Nadia Sharif took her own life in West Lane in August 2019. During her three years of care by mental health services she was subject to ten different placements and there was a ‘consistent and insufficient recognition of risk,’ the report found. In total 46 problems were identified with her care across various agencies.

Emily Moore died in Lanchester Road Hospital in Durham in February 2020 after receiving treatment at West Lane. There were 200 self-harming incidents in her final 12 months. The report said her family were ‘increasingly concerned’ the ward at West Lane was ‘unable to keep her safe.’ Investigators found 14 problems in her care, eight of which related to West Lane.

Commenting on the report David Jennings, chair of Tees, Esk and Wear Valleys NHS Foundation Trust, said: ‘We would like to reiterate how deeply sorry we are for the events that contributed to the deaths of Christie, Nadia and Emily.’

He said: ‘This report covers a period of time where it was abundantly clear there were shortfalls in both care and leadership.’ Significantly changes have since been implemented, he said.

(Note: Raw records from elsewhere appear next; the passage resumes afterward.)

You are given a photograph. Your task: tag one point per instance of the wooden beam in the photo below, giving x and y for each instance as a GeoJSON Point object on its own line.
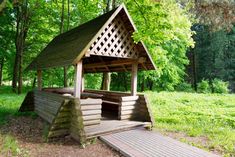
{"type": "Point", "coordinates": [83, 80]}
{"type": "Point", "coordinates": [78, 80]}
{"type": "Point", "coordinates": [39, 78]}
{"type": "Point", "coordinates": [134, 79]}
{"type": "Point", "coordinates": [114, 63]}
{"type": "Point", "coordinates": [106, 81]}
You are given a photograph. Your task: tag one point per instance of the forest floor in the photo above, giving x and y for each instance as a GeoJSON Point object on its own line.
{"type": "Point", "coordinates": [24, 135]}
{"type": "Point", "coordinates": [206, 121]}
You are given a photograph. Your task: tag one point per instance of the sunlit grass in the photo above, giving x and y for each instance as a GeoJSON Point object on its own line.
{"type": "Point", "coordinates": [208, 115]}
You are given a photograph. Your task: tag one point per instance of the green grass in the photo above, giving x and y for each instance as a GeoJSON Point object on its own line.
{"type": "Point", "coordinates": [9, 105]}
{"type": "Point", "coordinates": [208, 115]}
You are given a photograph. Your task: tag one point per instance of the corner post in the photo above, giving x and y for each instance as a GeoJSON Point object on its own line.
{"type": "Point", "coordinates": [134, 79]}
{"type": "Point", "coordinates": [39, 79]}
{"type": "Point", "coordinates": [78, 80]}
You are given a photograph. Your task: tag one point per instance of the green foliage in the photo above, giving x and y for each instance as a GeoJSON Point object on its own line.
{"type": "Point", "coordinates": [214, 54]}
{"type": "Point", "coordinates": [9, 104]}
{"type": "Point", "coordinates": [184, 87]}
{"type": "Point", "coordinates": [204, 87]}
{"type": "Point", "coordinates": [198, 115]}
{"type": "Point", "coordinates": [219, 86]}
{"type": "Point", "coordinates": [10, 146]}
{"type": "Point", "coordinates": [93, 81]}
{"type": "Point", "coordinates": [165, 29]}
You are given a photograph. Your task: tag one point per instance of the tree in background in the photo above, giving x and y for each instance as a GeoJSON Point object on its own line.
{"type": "Point", "coordinates": [213, 54]}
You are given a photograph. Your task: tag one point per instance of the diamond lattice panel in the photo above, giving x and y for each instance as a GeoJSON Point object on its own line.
{"type": "Point", "coordinates": [114, 41]}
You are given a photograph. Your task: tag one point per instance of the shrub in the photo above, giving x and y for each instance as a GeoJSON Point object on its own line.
{"type": "Point", "coordinates": [220, 86]}
{"type": "Point", "coordinates": [204, 87]}
{"type": "Point", "coordinates": [184, 87]}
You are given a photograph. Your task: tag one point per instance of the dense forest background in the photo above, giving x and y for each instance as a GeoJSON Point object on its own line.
{"type": "Point", "coordinates": [191, 42]}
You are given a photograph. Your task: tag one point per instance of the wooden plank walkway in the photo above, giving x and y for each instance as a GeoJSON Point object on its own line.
{"type": "Point", "coordinates": [112, 126]}
{"type": "Point", "coordinates": [143, 143]}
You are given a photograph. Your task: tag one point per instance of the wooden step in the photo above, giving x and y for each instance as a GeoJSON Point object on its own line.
{"type": "Point", "coordinates": [113, 126]}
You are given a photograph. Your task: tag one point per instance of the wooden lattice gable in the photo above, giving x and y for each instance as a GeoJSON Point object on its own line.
{"type": "Point", "coordinates": [114, 41]}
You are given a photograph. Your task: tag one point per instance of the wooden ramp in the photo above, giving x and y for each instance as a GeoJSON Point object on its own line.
{"type": "Point", "coordinates": [143, 143]}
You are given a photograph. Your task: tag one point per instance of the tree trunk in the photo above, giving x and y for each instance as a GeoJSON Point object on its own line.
{"type": "Point", "coordinates": [16, 63]}
{"type": "Point", "coordinates": [194, 71]}
{"type": "Point", "coordinates": [22, 30]}
{"type": "Point", "coordinates": [142, 85]}
{"type": "Point", "coordinates": [1, 69]}
{"type": "Point", "coordinates": [106, 81]}
{"type": "Point", "coordinates": [113, 4]}
{"type": "Point", "coordinates": [34, 82]}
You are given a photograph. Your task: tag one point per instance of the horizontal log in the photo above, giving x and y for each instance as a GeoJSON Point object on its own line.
{"type": "Point", "coordinates": [90, 101]}
{"type": "Point", "coordinates": [91, 112]}
{"type": "Point", "coordinates": [48, 117]}
{"type": "Point", "coordinates": [48, 102]}
{"type": "Point", "coordinates": [48, 99]}
{"type": "Point", "coordinates": [129, 98]}
{"type": "Point", "coordinates": [57, 133]}
{"type": "Point", "coordinates": [50, 95]}
{"type": "Point", "coordinates": [91, 122]}
{"type": "Point", "coordinates": [47, 108]}
{"type": "Point", "coordinates": [123, 108]}
{"type": "Point", "coordinates": [91, 107]}
{"type": "Point", "coordinates": [61, 120]}
{"type": "Point", "coordinates": [129, 103]}
{"type": "Point", "coordinates": [60, 126]}
{"type": "Point", "coordinates": [125, 117]}
{"type": "Point", "coordinates": [126, 112]}
{"type": "Point", "coordinates": [63, 114]}
{"type": "Point", "coordinates": [91, 117]}
{"type": "Point", "coordinates": [111, 102]}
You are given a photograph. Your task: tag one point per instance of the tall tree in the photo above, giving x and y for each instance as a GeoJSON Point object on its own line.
{"type": "Point", "coordinates": [22, 26]}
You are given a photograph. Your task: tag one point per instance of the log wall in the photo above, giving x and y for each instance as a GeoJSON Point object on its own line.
{"type": "Point", "coordinates": [91, 111]}
{"type": "Point", "coordinates": [130, 107]}
{"type": "Point", "coordinates": [55, 109]}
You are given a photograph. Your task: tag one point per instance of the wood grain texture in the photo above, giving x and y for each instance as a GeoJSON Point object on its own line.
{"type": "Point", "coordinates": [144, 143]}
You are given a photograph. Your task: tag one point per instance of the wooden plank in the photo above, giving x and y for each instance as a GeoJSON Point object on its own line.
{"type": "Point", "coordinates": [111, 102]}
{"type": "Point", "coordinates": [91, 122]}
{"type": "Point", "coordinates": [129, 98]}
{"type": "Point", "coordinates": [129, 103]}
{"type": "Point", "coordinates": [134, 79]}
{"type": "Point", "coordinates": [123, 108]}
{"type": "Point", "coordinates": [91, 107]}
{"type": "Point", "coordinates": [50, 110]}
{"type": "Point", "coordinates": [90, 101]}
{"type": "Point", "coordinates": [49, 118]}
{"type": "Point", "coordinates": [78, 79]}
{"type": "Point", "coordinates": [91, 112]}
{"type": "Point", "coordinates": [91, 117]}
{"type": "Point", "coordinates": [60, 126]}
{"type": "Point", "coordinates": [129, 112]}
{"type": "Point", "coordinates": [39, 79]}
{"type": "Point", "coordinates": [58, 133]}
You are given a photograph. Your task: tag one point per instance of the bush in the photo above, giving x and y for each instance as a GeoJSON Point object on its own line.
{"type": "Point", "coordinates": [220, 86]}
{"type": "Point", "coordinates": [204, 87]}
{"type": "Point", "coordinates": [184, 87]}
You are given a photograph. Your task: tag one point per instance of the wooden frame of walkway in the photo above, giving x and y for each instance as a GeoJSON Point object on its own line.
{"type": "Point", "coordinates": [143, 143]}
{"type": "Point", "coordinates": [103, 44]}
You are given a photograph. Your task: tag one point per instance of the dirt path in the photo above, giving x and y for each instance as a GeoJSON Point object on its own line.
{"type": "Point", "coordinates": [29, 134]}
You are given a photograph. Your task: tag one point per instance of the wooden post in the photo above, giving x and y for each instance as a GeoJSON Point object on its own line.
{"type": "Point", "coordinates": [134, 79]}
{"type": "Point", "coordinates": [39, 77]}
{"type": "Point", "coordinates": [83, 81]}
{"type": "Point", "coordinates": [106, 81]}
{"type": "Point", "coordinates": [78, 80]}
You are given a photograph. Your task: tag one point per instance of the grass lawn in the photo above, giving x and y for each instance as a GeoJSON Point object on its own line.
{"type": "Point", "coordinates": [207, 116]}
{"type": "Point", "coordinates": [210, 117]}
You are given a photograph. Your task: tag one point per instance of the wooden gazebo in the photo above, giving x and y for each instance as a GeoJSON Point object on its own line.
{"type": "Point", "coordinates": [103, 44]}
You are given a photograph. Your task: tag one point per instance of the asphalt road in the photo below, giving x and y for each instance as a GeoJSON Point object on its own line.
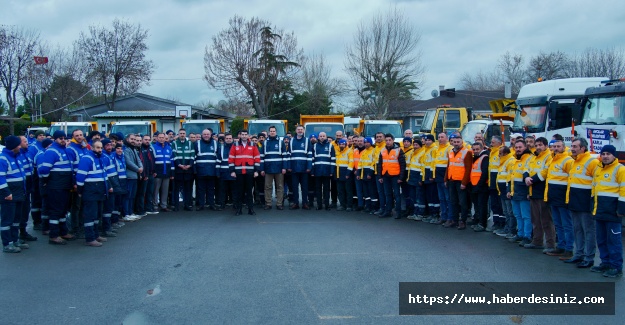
{"type": "Point", "coordinates": [278, 267]}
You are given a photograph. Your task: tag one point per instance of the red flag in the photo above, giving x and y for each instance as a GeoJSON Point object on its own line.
{"type": "Point", "coordinates": [41, 59]}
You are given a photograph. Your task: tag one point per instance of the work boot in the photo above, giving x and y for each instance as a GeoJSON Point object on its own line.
{"type": "Point", "coordinates": [94, 243]}
{"type": "Point", "coordinates": [566, 255]}
{"type": "Point", "coordinates": [10, 248]}
{"type": "Point", "coordinates": [21, 244]}
{"type": "Point", "coordinates": [27, 237]}
{"type": "Point", "coordinates": [613, 273]}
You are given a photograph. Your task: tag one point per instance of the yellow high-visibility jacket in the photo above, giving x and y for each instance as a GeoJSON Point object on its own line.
{"type": "Point", "coordinates": [429, 158]}
{"type": "Point", "coordinates": [503, 175]}
{"type": "Point", "coordinates": [414, 166]}
{"type": "Point", "coordinates": [366, 166]}
{"type": "Point", "coordinates": [493, 166]}
{"type": "Point", "coordinates": [558, 179]}
{"type": "Point", "coordinates": [608, 190]}
{"type": "Point", "coordinates": [376, 153]}
{"type": "Point", "coordinates": [538, 168]}
{"type": "Point", "coordinates": [344, 163]}
{"type": "Point", "coordinates": [441, 159]}
{"type": "Point", "coordinates": [518, 189]}
{"type": "Point", "coordinates": [579, 187]}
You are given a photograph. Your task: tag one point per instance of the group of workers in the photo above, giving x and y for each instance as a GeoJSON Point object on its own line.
{"type": "Point", "coordinates": [540, 193]}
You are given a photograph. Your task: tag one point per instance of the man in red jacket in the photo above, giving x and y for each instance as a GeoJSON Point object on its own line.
{"type": "Point", "coordinates": [244, 163]}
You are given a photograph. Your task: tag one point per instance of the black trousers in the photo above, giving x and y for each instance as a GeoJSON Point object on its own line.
{"type": "Point", "coordinates": [187, 192]}
{"type": "Point", "coordinates": [479, 198]}
{"type": "Point", "coordinates": [459, 200]}
{"type": "Point", "coordinates": [322, 185]}
{"type": "Point", "coordinates": [205, 190]}
{"type": "Point", "coordinates": [345, 193]}
{"type": "Point", "coordinates": [334, 190]}
{"type": "Point", "coordinates": [36, 202]}
{"type": "Point", "coordinates": [243, 191]}
{"type": "Point", "coordinates": [226, 190]}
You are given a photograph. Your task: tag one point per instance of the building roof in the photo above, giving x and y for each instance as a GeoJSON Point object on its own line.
{"type": "Point", "coordinates": [139, 104]}
{"type": "Point", "coordinates": [478, 100]}
{"type": "Point", "coordinates": [136, 114]}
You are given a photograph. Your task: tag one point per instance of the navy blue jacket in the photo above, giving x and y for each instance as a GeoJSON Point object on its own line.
{"type": "Point", "coordinates": [164, 162]}
{"type": "Point", "coordinates": [324, 159]}
{"type": "Point", "coordinates": [206, 158]}
{"type": "Point", "coordinates": [223, 152]}
{"type": "Point", "coordinates": [300, 155]}
{"type": "Point", "coordinates": [91, 177]}
{"type": "Point", "coordinates": [273, 156]}
{"type": "Point", "coordinates": [12, 177]}
{"type": "Point", "coordinates": [56, 170]}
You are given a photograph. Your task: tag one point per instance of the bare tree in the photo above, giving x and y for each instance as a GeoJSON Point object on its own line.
{"type": "Point", "coordinates": [594, 62]}
{"type": "Point", "coordinates": [61, 81]}
{"type": "Point", "coordinates": [36, 78]}
{"type": "Point", "coordinates": [510, 67]}
{"type": "Point", "coordinates": [317, 83]}
{"type": "Point", "coordinates": [17, 46]}
{"type": "Point", "coordinates": [482, 81]}
{"type": "Point", "coordinates": [384, 62]}
{"type": "Point", "coordinates": [115, 59]}
{"type": "Point", "coordinates": [547, 66]}
{"type": "Point", "coordinates": [253, 60]}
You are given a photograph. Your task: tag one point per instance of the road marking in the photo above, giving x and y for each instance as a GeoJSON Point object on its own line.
{"type": "Point", "coordinates": [336, 317]}
{"type": "Point", "coordinates": [323, 254]}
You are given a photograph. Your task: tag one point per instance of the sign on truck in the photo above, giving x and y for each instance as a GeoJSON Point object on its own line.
{"type": "Point", "coordinates": [258, 126]}
{"type": "Point", "coordinates": [330, 124]}
{"type": "Point", "coordinates": [197, 126]}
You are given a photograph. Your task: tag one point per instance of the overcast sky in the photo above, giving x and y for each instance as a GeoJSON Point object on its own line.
{"type": "Point", "coordinates": [457, 35]}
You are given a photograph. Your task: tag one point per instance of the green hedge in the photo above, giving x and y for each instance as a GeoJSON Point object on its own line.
{"type": "Point", "coordinates": [20, 127]}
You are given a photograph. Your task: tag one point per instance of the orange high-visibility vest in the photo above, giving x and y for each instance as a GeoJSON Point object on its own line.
{"type": "Point", "coordinates": [476, 171]}
{"type": "Point", "coordinates": [356, 157]}
{"type": "Point", "coordinates": [456, 168]}
{"type": "Point", "coordinates": [390, 162]}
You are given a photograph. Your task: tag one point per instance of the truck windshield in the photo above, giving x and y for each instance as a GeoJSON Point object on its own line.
{"type": "Point", "coordinates": [394, 129]}
{"type": "Point", "coordinates": [428, 121]}
{"type": "Point", "coordinates": [349, 128]}
{"type": "Point", "coordinates": [142, 129]}
{"type": "Point", "coordinates": [199, 127]}
{"type": "Point", "coordinates": [534, 119]}
{"type": "Point", "coordinates": [70, 128]}
{"type": "Point", "coordinates": [605, 110]}
{"type": "Point", "coordinates": [329, 129]}
{"type": "Point", "coordinates": [256, 128]}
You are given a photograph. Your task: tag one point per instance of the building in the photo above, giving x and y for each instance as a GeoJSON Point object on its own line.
{"type": "Point", "coordinates": [142, 107]}
{"type": "Point", "coordinates": [413, 111]}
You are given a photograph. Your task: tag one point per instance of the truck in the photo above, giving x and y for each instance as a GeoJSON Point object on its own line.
{"type": "Point", "coordinates": [552, 107]}
{"type": "Point", "coordinates": [257, 126]}
{"type": "Point", "coordinates": [445, 118]}
{"type": "Point", "coordinates": [136, 127]}
{"type": "Point", "coordinates": [197, 126]}
{"type": "Point", "coordinates": [488, 128]}
{"type": "Point", "coordinates": [351, 125]}
{"type": "Point", "coordinates": [313, 124]}
{"type": "Point", "coordinates": [371, 127]}
{"type": "Point", "coordinates": [68, 127]}
{"type": "Point", "coordinates": [603, 116]}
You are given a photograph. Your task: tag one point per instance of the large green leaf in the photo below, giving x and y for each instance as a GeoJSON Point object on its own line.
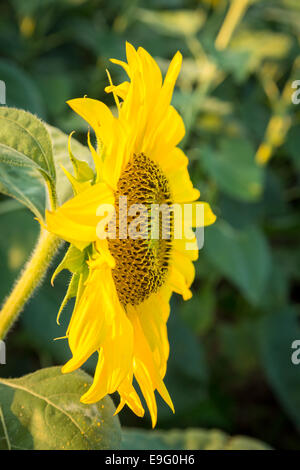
{"type": "Point", "coordinates": [42, 411]}
{"type": "Point", "coordinates": [30, 153]}
{"type": "Point", "coordinates": [25, 158]}
{"type": "Point", "coordinates": [189, 439]}
{"type": "Point", "coordinates": [21, 91]}
{"type": "Point", "coordinates": [241, 255]}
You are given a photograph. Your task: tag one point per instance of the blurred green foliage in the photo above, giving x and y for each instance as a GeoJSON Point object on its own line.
{"type": "Point", "coordinates": [230, 364]}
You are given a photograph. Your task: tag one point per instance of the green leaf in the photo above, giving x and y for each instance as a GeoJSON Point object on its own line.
{"type": "Point", "coordinates": [240, 255]}
{"type": "Point", "coordinates": [42, 411]}
{"type": "Point", "coordinates": [234, 168]}
{"type": "Point", "coordinates": [25, 141]}
{"type": "Point", "coordinates": [25, 157]}
{"type": "Point", "coordinates": [189, 439]}
{"type": "Point", "coordinates": [277, 333]}
{"type": "Point", "coordinates": [21, 90]}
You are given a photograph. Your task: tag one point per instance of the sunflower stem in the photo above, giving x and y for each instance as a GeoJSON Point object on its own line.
{"type": "Point", "coordinates": [29, 280]}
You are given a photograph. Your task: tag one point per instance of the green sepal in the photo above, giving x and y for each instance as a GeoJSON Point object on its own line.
{"type": "Point", "coordinates": [83, 172]}
{"type": "Point", "coordinates": [74, 260]}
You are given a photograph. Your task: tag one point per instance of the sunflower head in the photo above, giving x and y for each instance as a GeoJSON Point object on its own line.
{"type": "Point", "coordinates": [124, 279]}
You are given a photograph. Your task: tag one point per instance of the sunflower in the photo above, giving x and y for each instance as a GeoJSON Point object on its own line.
{"type": "Point", "coordinates": [123, 286]}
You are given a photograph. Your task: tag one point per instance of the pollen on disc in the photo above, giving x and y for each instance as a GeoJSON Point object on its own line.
{"type": "Point", "coordinates": [142, 263]}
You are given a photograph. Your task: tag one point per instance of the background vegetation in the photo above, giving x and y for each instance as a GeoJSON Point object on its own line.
{"type": "Point", "coordinates": [230, 365]}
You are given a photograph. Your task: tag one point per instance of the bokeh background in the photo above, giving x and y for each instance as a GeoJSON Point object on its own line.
{"type": "Point", "coordinates": [230, 365]}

Margaret Kitching, the Chief Nurse for NHS England, North East and Yorkshire, said the report ‘raises extremely significant concerns’ and that patients ‘hadn’t received the care they deserve.’

Christie’s father Michael Harnett said the report was ‘shocking’ as it confirmed ‘it was happening to every single patient.’

He said:’Not one patient had anything good to say. Everything we went through, it was not just us it was everyone in there went through the same, every family.’